L6 — Tokenizer + incremental detokenize

Stream text fragments out per token without re-decoding the full sequence each step.

6.1 Why this is its own lesson

L5's loop has tokenizer.decode(outputs[rid]) at the end. Fine for batch jobs, broken for streaming servers. Two naïve approaches both fail:

Decode each token alone, concatenate. Breaks on multi-byte UTF-8. The Chinese char 你 is 3 bytes that a BPE tokenizer often splits across multiple tokens. decode([single_byte_token]) → UnicodeDecodeError or silent \ufffd.
Decode the full history every step. Correct but O(N²); visible above ~256 tokens.

The right answer is a small window + diff trick, with one subtle correctness gap to handle.
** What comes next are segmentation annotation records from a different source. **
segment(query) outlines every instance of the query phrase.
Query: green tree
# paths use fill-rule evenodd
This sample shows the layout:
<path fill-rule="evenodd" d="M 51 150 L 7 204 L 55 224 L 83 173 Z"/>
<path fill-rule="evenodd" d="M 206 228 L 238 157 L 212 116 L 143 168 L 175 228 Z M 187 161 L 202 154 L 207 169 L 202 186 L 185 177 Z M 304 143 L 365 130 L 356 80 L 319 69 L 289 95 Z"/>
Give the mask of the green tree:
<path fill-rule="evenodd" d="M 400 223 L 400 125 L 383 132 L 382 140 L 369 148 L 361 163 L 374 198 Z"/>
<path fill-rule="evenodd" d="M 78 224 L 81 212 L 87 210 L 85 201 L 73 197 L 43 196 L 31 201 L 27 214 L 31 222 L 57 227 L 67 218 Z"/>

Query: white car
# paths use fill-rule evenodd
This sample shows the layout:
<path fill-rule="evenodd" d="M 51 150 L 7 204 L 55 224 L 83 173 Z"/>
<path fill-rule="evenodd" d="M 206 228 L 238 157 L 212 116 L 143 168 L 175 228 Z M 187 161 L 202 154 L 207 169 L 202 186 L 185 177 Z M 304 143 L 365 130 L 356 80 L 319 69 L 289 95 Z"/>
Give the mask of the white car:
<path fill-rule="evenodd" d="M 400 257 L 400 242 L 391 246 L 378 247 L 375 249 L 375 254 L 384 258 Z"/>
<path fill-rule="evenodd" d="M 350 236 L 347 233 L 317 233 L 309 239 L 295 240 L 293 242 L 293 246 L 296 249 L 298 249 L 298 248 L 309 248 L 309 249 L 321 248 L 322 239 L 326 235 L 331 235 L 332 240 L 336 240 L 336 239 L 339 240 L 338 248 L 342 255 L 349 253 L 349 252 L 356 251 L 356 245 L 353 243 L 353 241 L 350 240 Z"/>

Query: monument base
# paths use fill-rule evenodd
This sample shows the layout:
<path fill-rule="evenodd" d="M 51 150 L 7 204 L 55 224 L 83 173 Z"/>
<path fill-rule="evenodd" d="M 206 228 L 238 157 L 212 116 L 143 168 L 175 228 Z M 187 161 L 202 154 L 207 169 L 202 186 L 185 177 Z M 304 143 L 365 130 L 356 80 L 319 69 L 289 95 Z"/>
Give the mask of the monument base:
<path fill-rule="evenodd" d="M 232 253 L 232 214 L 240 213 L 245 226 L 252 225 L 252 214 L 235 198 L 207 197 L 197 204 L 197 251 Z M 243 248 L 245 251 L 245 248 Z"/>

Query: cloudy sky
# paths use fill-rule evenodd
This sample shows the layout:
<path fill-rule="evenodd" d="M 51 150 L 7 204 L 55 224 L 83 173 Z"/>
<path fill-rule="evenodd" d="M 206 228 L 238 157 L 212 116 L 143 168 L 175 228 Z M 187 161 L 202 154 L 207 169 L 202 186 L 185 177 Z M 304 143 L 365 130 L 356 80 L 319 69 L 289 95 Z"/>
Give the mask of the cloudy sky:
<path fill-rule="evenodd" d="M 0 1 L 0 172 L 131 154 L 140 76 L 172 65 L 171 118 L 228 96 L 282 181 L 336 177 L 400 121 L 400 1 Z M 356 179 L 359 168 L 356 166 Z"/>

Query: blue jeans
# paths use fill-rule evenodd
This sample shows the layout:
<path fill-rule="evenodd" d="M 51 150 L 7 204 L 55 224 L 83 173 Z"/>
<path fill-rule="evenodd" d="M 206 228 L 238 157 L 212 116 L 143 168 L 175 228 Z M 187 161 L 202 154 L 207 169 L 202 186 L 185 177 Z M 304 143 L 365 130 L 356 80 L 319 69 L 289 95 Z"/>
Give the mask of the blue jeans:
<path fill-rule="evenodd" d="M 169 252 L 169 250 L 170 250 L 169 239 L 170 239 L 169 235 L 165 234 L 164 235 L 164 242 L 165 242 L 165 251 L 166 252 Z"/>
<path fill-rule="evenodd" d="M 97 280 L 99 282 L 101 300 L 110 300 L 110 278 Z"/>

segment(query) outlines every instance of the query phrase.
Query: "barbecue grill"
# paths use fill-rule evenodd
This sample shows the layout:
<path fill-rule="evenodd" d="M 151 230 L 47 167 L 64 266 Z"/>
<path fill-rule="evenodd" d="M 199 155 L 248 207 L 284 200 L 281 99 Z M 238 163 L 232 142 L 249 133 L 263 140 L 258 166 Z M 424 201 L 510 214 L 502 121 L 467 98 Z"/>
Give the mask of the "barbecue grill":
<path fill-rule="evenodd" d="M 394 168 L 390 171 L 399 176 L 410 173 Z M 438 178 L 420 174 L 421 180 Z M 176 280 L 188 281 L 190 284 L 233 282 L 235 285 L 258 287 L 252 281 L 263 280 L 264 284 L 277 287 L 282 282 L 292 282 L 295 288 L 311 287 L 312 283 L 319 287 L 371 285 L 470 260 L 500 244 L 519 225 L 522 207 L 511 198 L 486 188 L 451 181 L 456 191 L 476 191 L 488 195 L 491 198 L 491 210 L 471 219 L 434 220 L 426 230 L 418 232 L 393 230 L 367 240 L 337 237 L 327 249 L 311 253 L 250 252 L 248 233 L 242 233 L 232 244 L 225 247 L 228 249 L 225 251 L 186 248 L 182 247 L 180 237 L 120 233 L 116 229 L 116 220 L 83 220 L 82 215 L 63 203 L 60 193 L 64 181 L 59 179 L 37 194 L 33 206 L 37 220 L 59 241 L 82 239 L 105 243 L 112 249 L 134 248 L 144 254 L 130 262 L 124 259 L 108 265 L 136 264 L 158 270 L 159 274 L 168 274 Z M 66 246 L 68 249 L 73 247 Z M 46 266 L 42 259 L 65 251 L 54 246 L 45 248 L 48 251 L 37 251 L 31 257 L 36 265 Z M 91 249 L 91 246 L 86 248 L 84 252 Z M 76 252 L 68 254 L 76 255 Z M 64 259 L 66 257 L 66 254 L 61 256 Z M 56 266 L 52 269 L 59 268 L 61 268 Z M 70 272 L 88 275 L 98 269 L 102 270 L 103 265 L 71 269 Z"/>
6.2 The window-diff algorithm

K = 4   # tokens ≥ max UTF-8 char in bytes

class IncrementalDetokenizer:
    def __init__(self, tokenizer, prompt_ids):
        self.tokenizer   = tokenizer
        self.tokens      = prompt_ids.tolist()
        self.emitted_len = len(tokenizer.decode(prompt_ids, skip_special_tokens=False))

    def push(self, new_token_id):
        self.tokens.append(new_token_id)
        start = max(0, len(self.tokens) - K)
        window         = self.tokens[start:]
        decoded_window = self.tokenizer.decode(window, skip_special_tokens=False)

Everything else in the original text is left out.